Like unless there's gas in the car, unless you take this medicine, you won't get better.
The car won't start.
Don't speed pass unless, yeah.
Unless someone is born again, he cannot see the kingdom of God.
Just like you have nothing to do with your physical birth,
Jesus says you have nothing to do with your spiritual rebirth.
Something has to happen to you in order for you to see the kingdom of God.
A miracle of God has to occur in order for someone to be a child of God.
And he affirms this reality over and over again.
In John chapter 3, verse 6, Jesus says all that is flesh is flesh,
meaning you, because you are born of Adam,
are born into sin. Psalm 51, verse 5. In sin, did my mother conceive me? We are not born children
of God.
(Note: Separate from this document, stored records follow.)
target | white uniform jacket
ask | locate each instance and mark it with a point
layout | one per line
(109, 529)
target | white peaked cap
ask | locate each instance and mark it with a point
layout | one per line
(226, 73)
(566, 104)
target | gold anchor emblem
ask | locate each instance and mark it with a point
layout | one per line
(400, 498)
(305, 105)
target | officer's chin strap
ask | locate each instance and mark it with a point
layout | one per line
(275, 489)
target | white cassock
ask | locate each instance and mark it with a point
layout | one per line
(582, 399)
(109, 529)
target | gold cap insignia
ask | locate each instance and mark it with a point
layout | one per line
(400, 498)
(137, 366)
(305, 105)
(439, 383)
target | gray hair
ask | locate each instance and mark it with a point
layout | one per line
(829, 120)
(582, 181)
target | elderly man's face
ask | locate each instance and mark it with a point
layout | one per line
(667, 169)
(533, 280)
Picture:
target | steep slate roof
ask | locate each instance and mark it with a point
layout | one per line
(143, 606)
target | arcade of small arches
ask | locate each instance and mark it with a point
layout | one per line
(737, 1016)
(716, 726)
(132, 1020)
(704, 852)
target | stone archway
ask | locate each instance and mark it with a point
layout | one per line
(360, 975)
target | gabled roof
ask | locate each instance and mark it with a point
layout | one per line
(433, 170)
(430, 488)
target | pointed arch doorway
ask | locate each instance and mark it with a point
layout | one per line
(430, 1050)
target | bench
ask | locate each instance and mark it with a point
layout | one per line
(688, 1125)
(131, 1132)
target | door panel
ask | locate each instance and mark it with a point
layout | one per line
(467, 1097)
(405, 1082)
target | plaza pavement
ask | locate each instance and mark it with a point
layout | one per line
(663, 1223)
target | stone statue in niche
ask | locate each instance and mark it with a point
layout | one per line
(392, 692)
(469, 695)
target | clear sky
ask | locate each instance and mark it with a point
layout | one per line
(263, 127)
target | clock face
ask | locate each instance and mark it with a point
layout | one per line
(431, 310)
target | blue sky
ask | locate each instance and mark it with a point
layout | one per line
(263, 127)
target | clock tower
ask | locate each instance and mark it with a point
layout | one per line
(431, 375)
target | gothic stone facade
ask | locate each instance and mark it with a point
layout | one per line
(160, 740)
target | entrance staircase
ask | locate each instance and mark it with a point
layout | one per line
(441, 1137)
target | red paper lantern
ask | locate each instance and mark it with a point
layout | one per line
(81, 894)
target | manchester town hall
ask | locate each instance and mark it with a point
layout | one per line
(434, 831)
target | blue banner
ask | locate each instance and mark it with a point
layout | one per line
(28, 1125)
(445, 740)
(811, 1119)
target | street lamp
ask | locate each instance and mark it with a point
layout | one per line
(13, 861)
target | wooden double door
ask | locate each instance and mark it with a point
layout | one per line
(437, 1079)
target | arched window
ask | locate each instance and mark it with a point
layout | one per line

We are born, Ephesians 2, enemies of God. And so Jesus is just affirming this reality
over and over again. There needs to be a miracle in your life. God's sovereignty and salvation
is present. However, and this is just kind of setting up what we see throughout the rest of
scripture, after five times affirming God's sovereignty and salvation, the necessity of being
born again, seven times in the following verses, Jesus will affirm that you need to look in faith
to the one that's going to be lifted up. It says, for God's to love the world that he gave his only
begotten son, that whosoever is born again. No, it says whosoever believes in him should not perish
but have everlasting life. So, you know, I want you to intervene. Juxtapose constantly, and this is
the most, I would, probably one of the most popular chapters in the Bible. You see this reality
of God's sovereignty and salvation.
And then there's this, right after that,
you need to believe, you know,
just like Moses lifted up the serpent in the wilderness
and whoever looked to that serpent,
lifted up on the pole, was healed.
He's emphasizing, reinforcing,
this isn't something you can wash your hands of the matter of.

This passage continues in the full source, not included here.